Super 8 Review

Having been born in 1975, most of my formative years happened in the 1980s. This is lucky for me as Hollywood was experiencing a new Renaissance with up and coming directors like George Lucas, Martin Scorsese, Francis Ford Coppola and Steven Spielberg. Each of these directors has produced films that have inspired people for the past three decades. It seems that one of the people inspired by these films, especially those of Mr. Spielberg, is J.J. Abrams. That’s right, the producer of Lost, Fringe; director of Mission Impossible 3 and the Star Trek re-boot, is an avid fan of “the beard”. So, with his new movie Super 8, we are treated to an homage to the great Spielberg and are taken back in time to remember how it felt thirty years ago to witness a Spielberg film for the first time.

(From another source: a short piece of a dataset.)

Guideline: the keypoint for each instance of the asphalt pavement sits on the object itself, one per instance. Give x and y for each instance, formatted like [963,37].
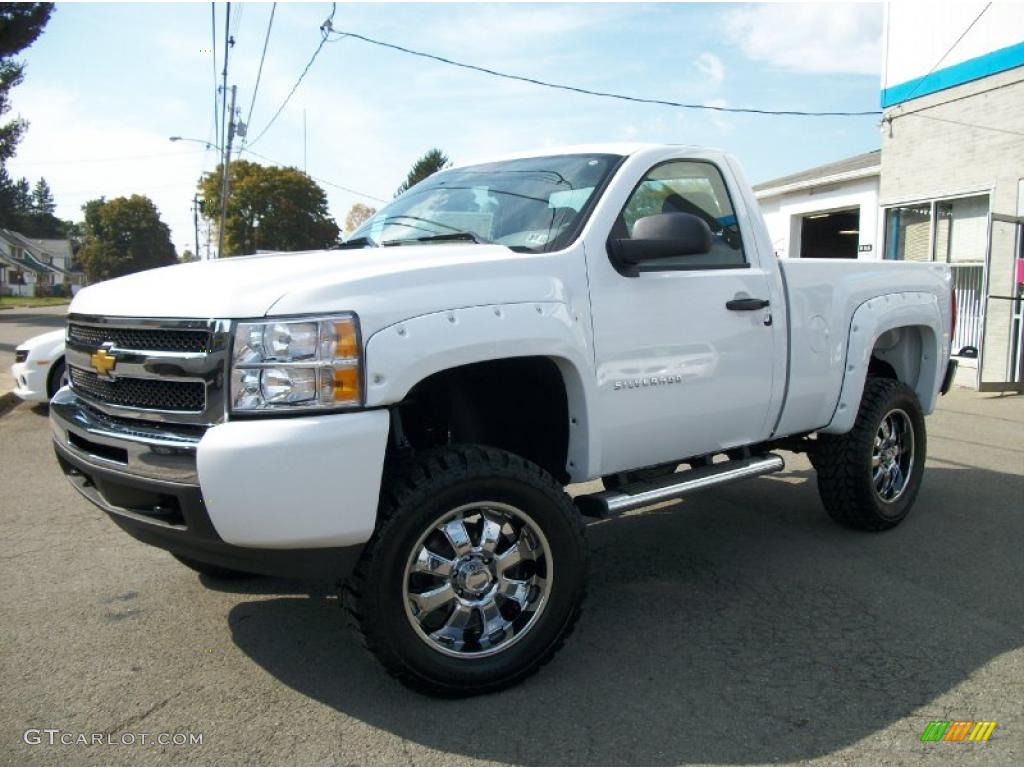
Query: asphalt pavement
[741,626]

The premise of the story follows a group of friends, avid film buffs themselves, as they are making their own film. During the filming of one of their scenes, they witness a train derailment by an oncoming car that not only destroys the train but lets loose a creature onto an unsuspecting town. Having seen this crash with their own eyes, the kids try to find out more about what happened, why it happened and what did the train free when it was destroyed. Pretty basic story line here, but the way it is told is in such a way that I was on the edge of my seat trying to solve the mystery along with the kids and being shocked, scared and excited right along with them. I love that even after the wreck happens, the kids continue making their movie as the Army invades their town and a monster runs loose killing people in its way. Nothing will stop the kids from their film and the situation gives them the perfect backdrop for their film making it look like a bigger production than it really is. Be sure to stay for the credits and you’ll be treated to their finished film.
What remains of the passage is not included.